The sun sets and casts defining shadows the mid-day never knows. Bright daylight bleaches details that would go unnoticed, save for the setting sun.
If you’re not a late-day walker, you won’t see these vital notes. If all you know is one time of day, even if that one time is a significant block of hours, you’ll miss nuances of what’s all around you.
You won’t know your place. I’ll go further and say, you won’t really know who you are, if you don’t get exposure to different light.
A few days ago, I took a walk in my neighborhood–one of many daily walks. I’m a transplant to this area and it’s all new to me. While there are many dog walkers in this secluded community, I’ve not seen many cats. And I do love cats, very much.
On this particular day, I came across a black cat that I had met earlier in the week. She saw me this second time, I saw her, and a hand up, and a tail up. We walked toward each other, in greeting.
She’s a great cat. Brown whiskers, no voice, so willing to be patted and spoken to! How can one be so friendly, without past experiences together? How had she been treated, to greet a stranger this fantastic way? isn’t that a tribute to her owners?
I steadied myself, then crouched and splayed my hands at my side. She walked around me, pushing her face and edges of her teeth into my knees, fingers, and forearms. When a cat is happy, their human companion’s ills are forgotten. That’s right, every problem weighing on me was gone.
Few beings have this power. And too few people get the pleasure of such an experience.
If you haven’t, you have to find a way to get to this release. If you can’t imagine it, you can start by believing it. If you don’t want it, you need it more than anyone.
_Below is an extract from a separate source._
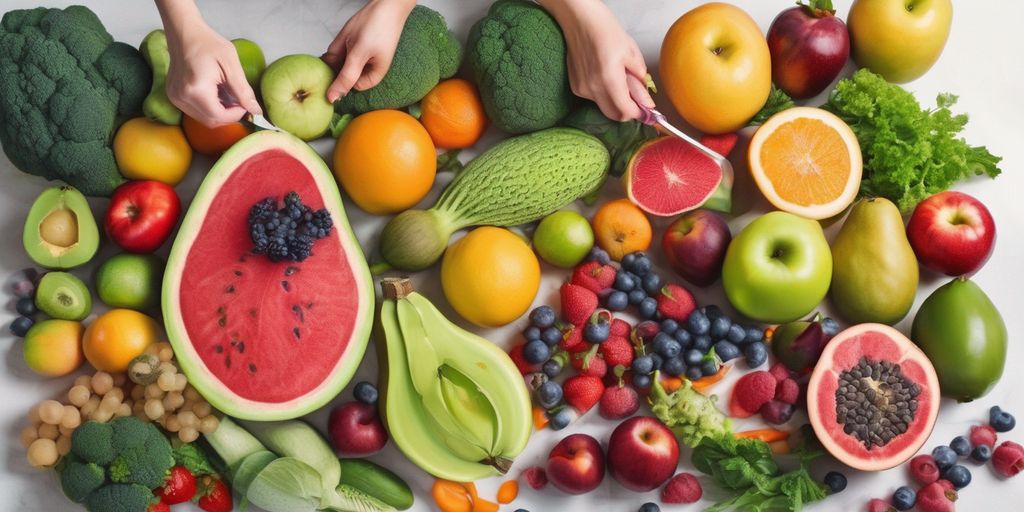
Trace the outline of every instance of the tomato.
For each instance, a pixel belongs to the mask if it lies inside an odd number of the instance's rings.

If you’ve had an animal’s acceptance and love, you’ll take it again, any time such a creature comes by.
I noticed something when she trotted towards me. Her head was tilted, like she was pondering a question, similar to, “Hmm, do I know you?”
As we spent our moments, I realized something that halted my good feelings. Her head was tilted, permanently. I gave her a close look, over the course of our few minutes. This cat was looking at life through a ten-degree neck twist.
Was it nerve damage, from an accident? Or had she been this way from birth?
No collar, no obvious owner to talk to. No answers.
Damn it! I cursed the tilt. I felt sorry that whatever happened to her, she’d been left bent this way. She didn’t seem distressed or in pain in any way. And then I thought, maybe the process worked in reverse, too. Maybe her ills go away–not just mine–when she happens to come across an animal lover. Maybe she can spot such people, by how we look at her, what greetings we emit, and when our body posture says, “You have a friend if you want one. Want to come over?”
Maybe she forgets her pain when she’s touched and loved. And when she can touch you, and love you.
I’ve met her twice and hope to make it a regular event, here in this new neighborhood. I’ve learned that when I walk away from her, I can’t look back, because she will come running. I can glance back when I’m a bit of a distance away, to be assured she’s cleaning a paw, safely on a plot of lawn, perhaps at her own home.
I walked towards my apartment and the reality of life flowed back into me. The sun sets and casts shadows, and I could see mine, clearly defined in length in front of me. And then I saw something I’d never seen before. My shadow showed what I didn’t realize about myself. I too, was tilted. Bent, crooked, from an accumulation of a due course of life.
We–both of us–are going to be all right.